Exclude pages based on the langage - Githubissues

laurentprudhon / nlptextdoc

Suite of tools to extract and annotate language resources for NLP applications

Other

1 stars 2 forks source link

Exclude pages based on the langage #19

Closed laurentprudhon closed 5 years ago

laurentprudhon commented 5 years ago

Try to detect the langage of a page while crawling based on :

a language pattern in the URL
the <html lang= attribute

Add a parameter to filter the pages which will be extracted based on the language.

Examples :

https://mabanque.bnpparibas/en/freeinternationalwithdrawals | <html lang="en"

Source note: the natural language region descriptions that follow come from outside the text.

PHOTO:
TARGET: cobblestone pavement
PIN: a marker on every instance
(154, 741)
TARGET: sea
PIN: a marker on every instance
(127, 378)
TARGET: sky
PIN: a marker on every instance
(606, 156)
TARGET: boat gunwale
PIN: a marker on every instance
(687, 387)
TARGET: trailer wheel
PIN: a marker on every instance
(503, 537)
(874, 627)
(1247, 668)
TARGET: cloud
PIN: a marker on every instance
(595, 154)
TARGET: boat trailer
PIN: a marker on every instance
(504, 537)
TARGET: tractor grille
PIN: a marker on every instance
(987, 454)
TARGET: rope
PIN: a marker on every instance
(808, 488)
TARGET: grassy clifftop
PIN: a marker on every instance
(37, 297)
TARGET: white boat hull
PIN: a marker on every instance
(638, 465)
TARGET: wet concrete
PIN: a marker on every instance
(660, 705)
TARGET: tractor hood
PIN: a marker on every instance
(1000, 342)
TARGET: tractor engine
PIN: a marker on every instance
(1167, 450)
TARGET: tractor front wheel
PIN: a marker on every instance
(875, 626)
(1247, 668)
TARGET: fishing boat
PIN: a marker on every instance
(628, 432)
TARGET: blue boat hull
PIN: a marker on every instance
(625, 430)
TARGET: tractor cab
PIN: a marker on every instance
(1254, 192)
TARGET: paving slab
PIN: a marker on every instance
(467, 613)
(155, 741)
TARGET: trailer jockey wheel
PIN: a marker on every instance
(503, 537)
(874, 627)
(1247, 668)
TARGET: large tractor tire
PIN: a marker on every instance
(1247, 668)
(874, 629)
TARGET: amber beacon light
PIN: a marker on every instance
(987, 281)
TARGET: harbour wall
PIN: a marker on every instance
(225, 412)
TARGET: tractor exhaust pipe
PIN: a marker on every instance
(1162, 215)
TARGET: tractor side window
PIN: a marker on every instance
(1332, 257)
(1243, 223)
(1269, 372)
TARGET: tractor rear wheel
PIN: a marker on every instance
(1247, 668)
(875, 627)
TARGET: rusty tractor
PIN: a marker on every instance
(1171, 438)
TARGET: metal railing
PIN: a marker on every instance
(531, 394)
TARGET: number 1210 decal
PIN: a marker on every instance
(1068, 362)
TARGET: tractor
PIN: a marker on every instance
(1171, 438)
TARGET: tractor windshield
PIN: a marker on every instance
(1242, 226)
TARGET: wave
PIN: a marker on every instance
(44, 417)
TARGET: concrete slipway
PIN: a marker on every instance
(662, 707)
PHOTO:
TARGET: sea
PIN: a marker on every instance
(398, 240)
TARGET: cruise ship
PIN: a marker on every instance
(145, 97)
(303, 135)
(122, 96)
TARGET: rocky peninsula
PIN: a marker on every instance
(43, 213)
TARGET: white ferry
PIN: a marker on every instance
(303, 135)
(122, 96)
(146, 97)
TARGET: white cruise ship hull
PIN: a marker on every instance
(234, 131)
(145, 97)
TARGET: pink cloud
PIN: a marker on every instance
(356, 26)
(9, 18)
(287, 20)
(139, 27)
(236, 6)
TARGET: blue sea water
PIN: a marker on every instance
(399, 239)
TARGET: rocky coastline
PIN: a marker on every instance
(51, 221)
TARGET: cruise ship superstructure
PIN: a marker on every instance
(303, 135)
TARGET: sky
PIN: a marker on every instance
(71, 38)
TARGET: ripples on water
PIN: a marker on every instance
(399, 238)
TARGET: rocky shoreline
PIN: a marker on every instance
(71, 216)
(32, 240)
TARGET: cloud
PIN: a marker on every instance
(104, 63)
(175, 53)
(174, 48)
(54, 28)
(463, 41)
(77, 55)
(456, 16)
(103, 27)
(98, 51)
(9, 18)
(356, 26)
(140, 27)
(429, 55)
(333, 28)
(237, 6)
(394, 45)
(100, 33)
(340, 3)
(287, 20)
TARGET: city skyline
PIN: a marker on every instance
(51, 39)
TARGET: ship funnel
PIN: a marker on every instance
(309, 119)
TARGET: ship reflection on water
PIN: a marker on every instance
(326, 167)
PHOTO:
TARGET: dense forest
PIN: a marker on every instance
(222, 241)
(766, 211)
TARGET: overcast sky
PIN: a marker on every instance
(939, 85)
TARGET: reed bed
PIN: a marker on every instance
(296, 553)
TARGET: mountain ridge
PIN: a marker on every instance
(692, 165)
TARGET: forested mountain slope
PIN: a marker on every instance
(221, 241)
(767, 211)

https://www.cic.fr/es/banco/informacion-legal/proteccion-de-datos-personales.html | <html lang="es"

https://www.cnp.fr/en/Journalist/All-our-press-releases/2015/Trisomie-21-France-launches-its-online-medical-monitoring-resource-santetresfacile.fr-with-the-support-of-the-CNP-Assurances-Foundation | <html lang="en"

https://www.economie.gouv.fr/igpde-editions-publications/monthly-notices-on-public-management | <html lang="fr"

http://www.fbf.fr/en/press-room/press-releases/banks-committed-to-the-fight-against-the-financing-of-terrorism?utm_source=PT22019&utm_medium=Email&utm_campaign=PT22019 | <html lang="fr"

https://www.home.saxo/nl-nl/products/bonds | <html lang="nl"

https://www.home.saxo/zh-hk/products/listed-options | <html lang="zh"

https://www.impots.gouv.fr/portail/international-particulier/when-and-where-declare | <html lang="fr"

laurentprudhon commented 5 years ago

Again a feature that would be difficult to get right with a purely automated solution. Better solution is to document this check and rely on the user to insert urls to exclude in the new exclusions list in the parameters file.